Fix static analysis issues in arxiv_fetch.py - line length and formatting

Goziee-git · Goziee-git · commit 587e2e020b38 · 2025-10-22T05:40:14.000+01:00
diff --git a/scripts/1-fetch/arxiv_fetch.py b/scripts/1-fetch/arxiv_fetch.py
@@ -13,7 +13,7 @@
 import time
 import traceback
 import urllib.parse
-from collections import defaultdict, Counter
+from collections import Counter, defaultdict
 
 # Third-party
 import feedparser
@@ -25,15 +25,16 @@
 from requests.adapters import HTTPAdapter
 from urllib3.util.retry import Retry
 
-
 # Add parent directory so shared can be imported
 sys.path.append(os.path.join(os.path.dirname(__file__), ".."))
 # Add dev directory for category converter
 sys.path.append(os.path.join(os.path.dirname(__file__), "..", "..", "dev"))
 
+# Third-party
+import arxiv_category_converter  # noqa: E402
+
 # First-party/Local
 import shared  # noqa: E402
-import arxiv_category_converter  # noqa: E402
 
 # Setup
 LOGGER, PATHS = shared.setup(__file__)
@@ -60,7 +61,9 @@
     PATHS["data_1-fetch"], "arxiv_4_count_by_author_bucket.csv"
 )
 # records metadata for each run for audit, reproducibility, and provenance
-FILE_PROVENANCE = shared.path_join(PATHS["data_1-fetch"], "arxiv_provenance.json")
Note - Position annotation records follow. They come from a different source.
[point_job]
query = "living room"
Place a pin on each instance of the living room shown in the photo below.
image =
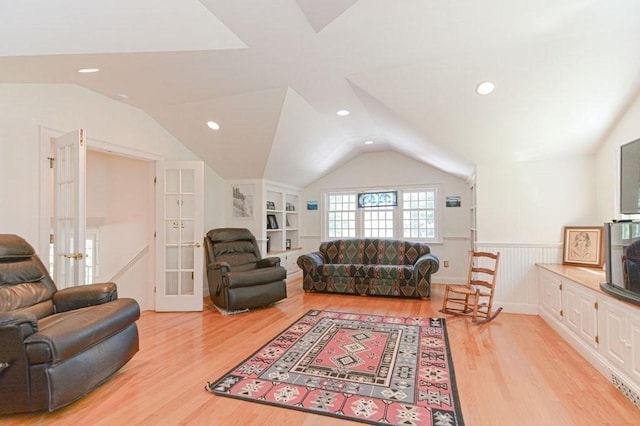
(529, 184)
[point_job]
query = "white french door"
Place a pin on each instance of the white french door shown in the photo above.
(69, 209)
(179, 237)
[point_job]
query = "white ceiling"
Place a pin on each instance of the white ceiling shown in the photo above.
(274, 73)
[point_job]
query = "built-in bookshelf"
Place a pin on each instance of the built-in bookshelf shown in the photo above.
(283, 225)
(283, 219)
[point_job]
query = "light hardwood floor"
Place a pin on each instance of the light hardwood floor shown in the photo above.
(513, 371)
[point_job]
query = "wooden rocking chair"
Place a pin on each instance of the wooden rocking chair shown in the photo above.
(476, 297)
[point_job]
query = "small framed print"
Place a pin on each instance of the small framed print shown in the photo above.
(583, 246)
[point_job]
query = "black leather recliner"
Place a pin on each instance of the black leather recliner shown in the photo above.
(238, 276)
(56, 345)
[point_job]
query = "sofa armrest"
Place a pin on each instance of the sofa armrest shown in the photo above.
(82, 296)
(427, 263)
(269, 262)
(310, 261)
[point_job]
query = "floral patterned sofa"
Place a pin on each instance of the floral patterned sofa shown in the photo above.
(381, 267)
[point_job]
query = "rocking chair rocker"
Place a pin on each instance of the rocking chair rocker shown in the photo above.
(476, 297)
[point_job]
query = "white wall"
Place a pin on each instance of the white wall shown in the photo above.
(608, 160)
(385, 170)
(25, 108)
(531, 202)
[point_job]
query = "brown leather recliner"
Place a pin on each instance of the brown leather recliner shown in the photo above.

+FILE_PROVENANCE = shared.path_join(
+    PATHS["data_1-fetch"], "arxiv_provenance.json"
+)
 
 HEADER_COUNT = ["TOOL_IDENTIFIER", "COUNT"]
 HEADER_CATEGORY = ["TOOL_IDENTIFIER", "CATEGORY", "COUNT"]
@@ -81,25 +84,31 @@
 
 # Compiled regex patterns for CC license detection
 CC_PATTERNS = [
-    (re.compile(r'\bCC[-\s]?0\b', re.IGNORECASE), "CC0"),
-    (re.compile(r'\bCC[-\s]?BY[-\s]?NC[-\s]?ND\b', re.IGNORECASE),
-     "CC BY-NC-ND"),
-    (re.compile(r'\bCC[-\s]?BY[-\s]?NC[-\s]?SA\b', re.IGNORECASE),
-     "CC BY-NC-SA"),
-    (re.compile(r'\bCC[-\s]?BY[-\s]?ND\b', re.IGNORECASE), "CC BY-ND"),
-    (re.compile(r'\bCC[-\s]?BY[-\s]?SA\b', re.IGNORECASE), "CC BY-SA"),
-    (re.compile(r'\bCC[-\s]?BY[-\s]?NC\b', re.IGNORECASE), "CC BY-NC"),
-    (re.compile(r'\bCC[-\s]?BY\b', re.IGNORECASE), "CC BY"),
-    (re.compile(r'\bCREATIVE\s+COMMONS\b', re.IGNORECASE),
-     "UNKNOWN CC legal tool"),
+    (re.compile(r"\bCC[-\s]?0\b", re.IGNORECASE), "CC0"),
+    (
+        re.compile(r"\bCC[-\s]?BY[-\s]?NC[-\s]?ND\b", re.IGNORECASE),
+        "CC BY-NC-ND",
+    ),
+    (
+        re.compile(r"\bCC[-\s]?BY[-\s]?NC[-\s]?SA\b", re.IGNORECASE),
+        "CC BY-NC-SA",
+    ),
+    (re.compile(r"\bCC[-\s]?BY[-\s]?ND\b", re.IGNORECASE), "CC BY-ND"),
+    (re.compile(r"\bCC[-\s]?BY[-\s]?SA\b", re.IGNORECASE), "CC BY-SA"),
+    (re.compile(r"\bCC[-\s]?BY[-\s]?NC\b", re.IGNORECASE), "CC BY-NC"),
+    (re.compile(r"\bCC[-\s]?BY\b", re.IGNORECASE), "CC BY"),
+    (
+        re.compile(r"\bCREATIVE\s+COMMONS\b", re.IGNORECASE),
+        "UNKNOWN CC legal tool",
+    ),
 ]
 
 # Log the start of the script execution
 LOGGER.info("Script execution started.")
 
 
 def load_category_map(paths):
-    """Load category->label mapping from data/arxiv_category_map.yaml if present
+    """Load category->label mapping from data/arxiv_category_map.yaml.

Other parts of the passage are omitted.